Las imponentes murallas y los fosos del puerto, que antaño disuadían al enemigo inglés, guardan hoy en su interior uno de los entornos más idílicos y pausados de la costa atlántica francesa. No existe tráfico rodado en esta isla de tres kilómetros de largo y que apenas llega a los 250 habitantes, por lo que la bicicleta se convierte en el mejor aliado. Existe un camino de tierra que da la vuelta a la isla, el sendero de los Aduaneros, que permite alcanzar las playas de Coquillages o Le Grand Plage y visitar antiguos enclaves militares como las baterías de Coudepont, Saint-Eulard o de Jamblet.
La aldea principal de la isla es Le Bourg, que se estructura en el interior del Fuerte de la Rade. Un bar con terraza, un hotel —el único de la isla—, un par de comercios y tres museos son la oferta lúdica de una localidad en la que nadie conoce lo que es el estrés. Para alimentar el espíritu cultural está el Museo de Napoleón, la residencia donde Bonaparte pasaría sus últimos días en suelo francés y donde se exhiben numerosos retratos, trajes y otros objetos personales del emperador.
Ré: ¡Salada!
La más accesible de las islas atlánticas es Ré, que está unida a la costa de la Rochelle por una monumental obra de ingeniería que se construyó a finales de los años 80. Es un lugar sin apenas desniveles, ideal, igual que Aix, para el pedaleo pausado. Especialmente en la mitad oeste, tapizada de salinas y bosques de pinar. Si Oléron tenía los moluscos, Ré produce una delicatessen mineral; la flor de sal que desde este pequeño rincón de la costa atlántica ha conquistado las cocinas más prestigiosas de Europa. La cooperativa que gestiona las salinas también posee un interesante ecomuseo donde se cuenta el presente y pasado —en Ré la recolección de sal se remonta a la Edad Media— de este preciado condimento.
Otra excursión interesante para hacer en bici parte de la pintoresca localidad de La Flotte —donde se celebra a diario un interesante mercado medieval de productos frescos y artesanales— hasta la vecina abadía de los Chateliers. Levantada por monjes cistercienses en el siglo XII, la abadía debe su aspecto actual al incendio que, en 1574, terminó con su techumbre e interiores.
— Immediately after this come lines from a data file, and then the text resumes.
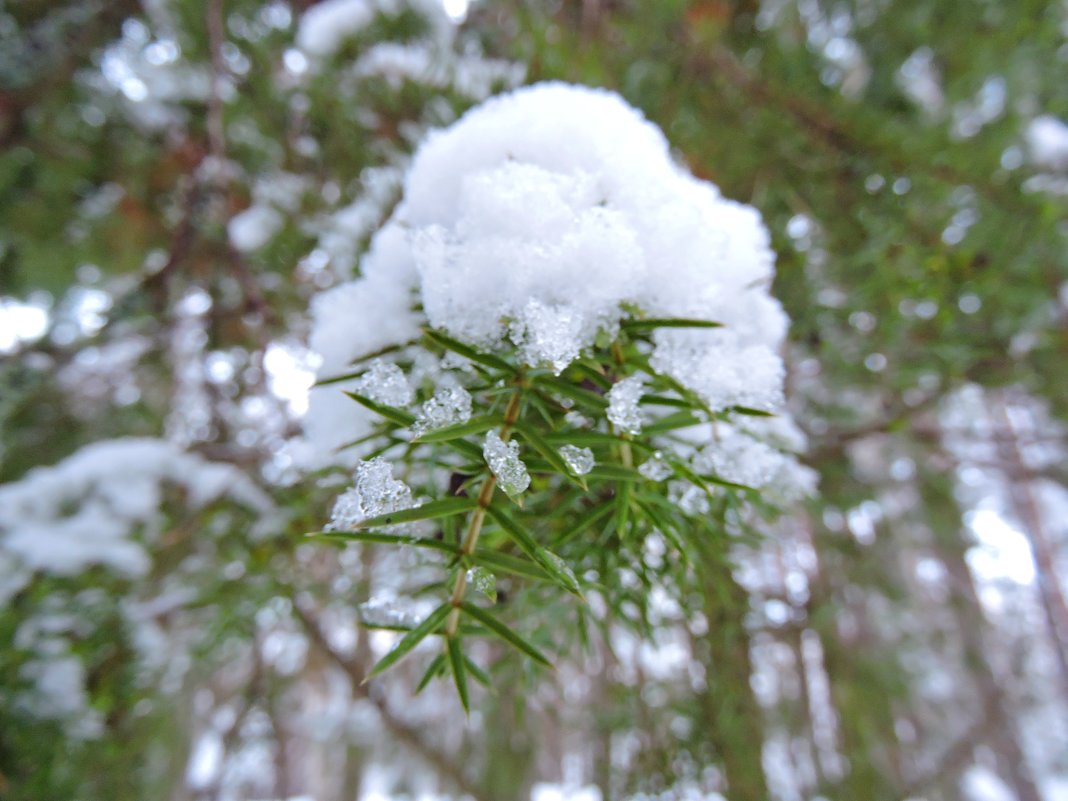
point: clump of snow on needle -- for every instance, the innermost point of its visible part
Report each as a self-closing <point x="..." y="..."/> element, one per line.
<point x="543" y="219"/>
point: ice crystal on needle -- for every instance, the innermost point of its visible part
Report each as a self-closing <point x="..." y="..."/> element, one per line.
<point x="385" y="383"/>
<point x="579" y="459"/>
<point x="375" y="492"/>
<point x="503" y="460"/>
<point x="623" y="409"/>
<point x="450" y="406"/>
<point x="546" y="218"/>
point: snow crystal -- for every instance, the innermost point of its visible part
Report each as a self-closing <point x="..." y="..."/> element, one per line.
<point x="1047" y="139"/>
<point x="580" y="460"/>
<point x="82" y="512"/>
<point x="656" y="469"/>
<point x="375" y="491"/>
<point x="757" y="453"/>
<point x="383" y="613"/>
<point x="542" y="220"/>
<point x="503" y="460"/>
<point x="450" y="406"/>
<point x="623" y="409"/>
<point x="386" y="383"/>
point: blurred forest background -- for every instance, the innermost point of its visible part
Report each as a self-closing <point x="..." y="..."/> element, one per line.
<point x="179" y="177"/>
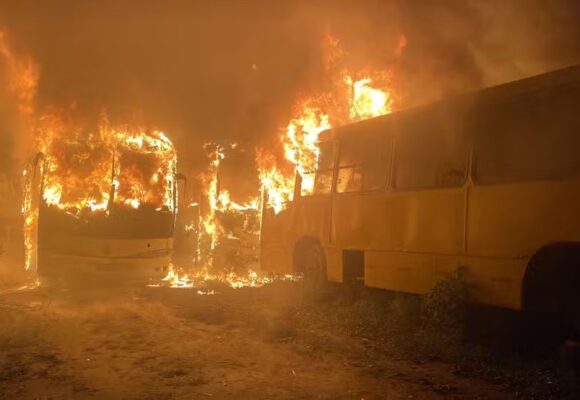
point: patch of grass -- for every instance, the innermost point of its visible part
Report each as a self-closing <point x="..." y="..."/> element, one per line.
<point x="434" y="327"/>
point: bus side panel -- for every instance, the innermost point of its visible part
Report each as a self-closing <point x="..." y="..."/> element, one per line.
<point x="492" y="281"/>
<point x="430" y="221"/>
<point x="312" y="218"/>
<point x="358" y="221"/>
<point x="515" y="220"/>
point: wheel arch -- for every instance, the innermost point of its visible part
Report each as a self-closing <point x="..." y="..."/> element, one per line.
<point x="551" y="276"/>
Como si del esqueleto de un gran animal se tratara, solo conserva la fachada principal y parte de sus paredes exteriores; pero su ubicación en pleno entorno rural —rodeada de prados y campos de cultivo— la convierten en uno de los lugares más mágicos de la isla.
Como en las buenas novelas, hemos dejado lo mejor para el final: Saint-Martin de Ré, la capital y la más bella de las localidades insulares, Patrimonio de la Humanidad por la Unesco desde el año 2008. A pesar de su aspecto tradicional de calles empedradas y casitas encaladas, Saint Martin es el centro cosmopolita y activo de Ré, el lugar al que hay que ir si se busca una terraza al sol, hacer algunas compras o cenar a la luz de las velas.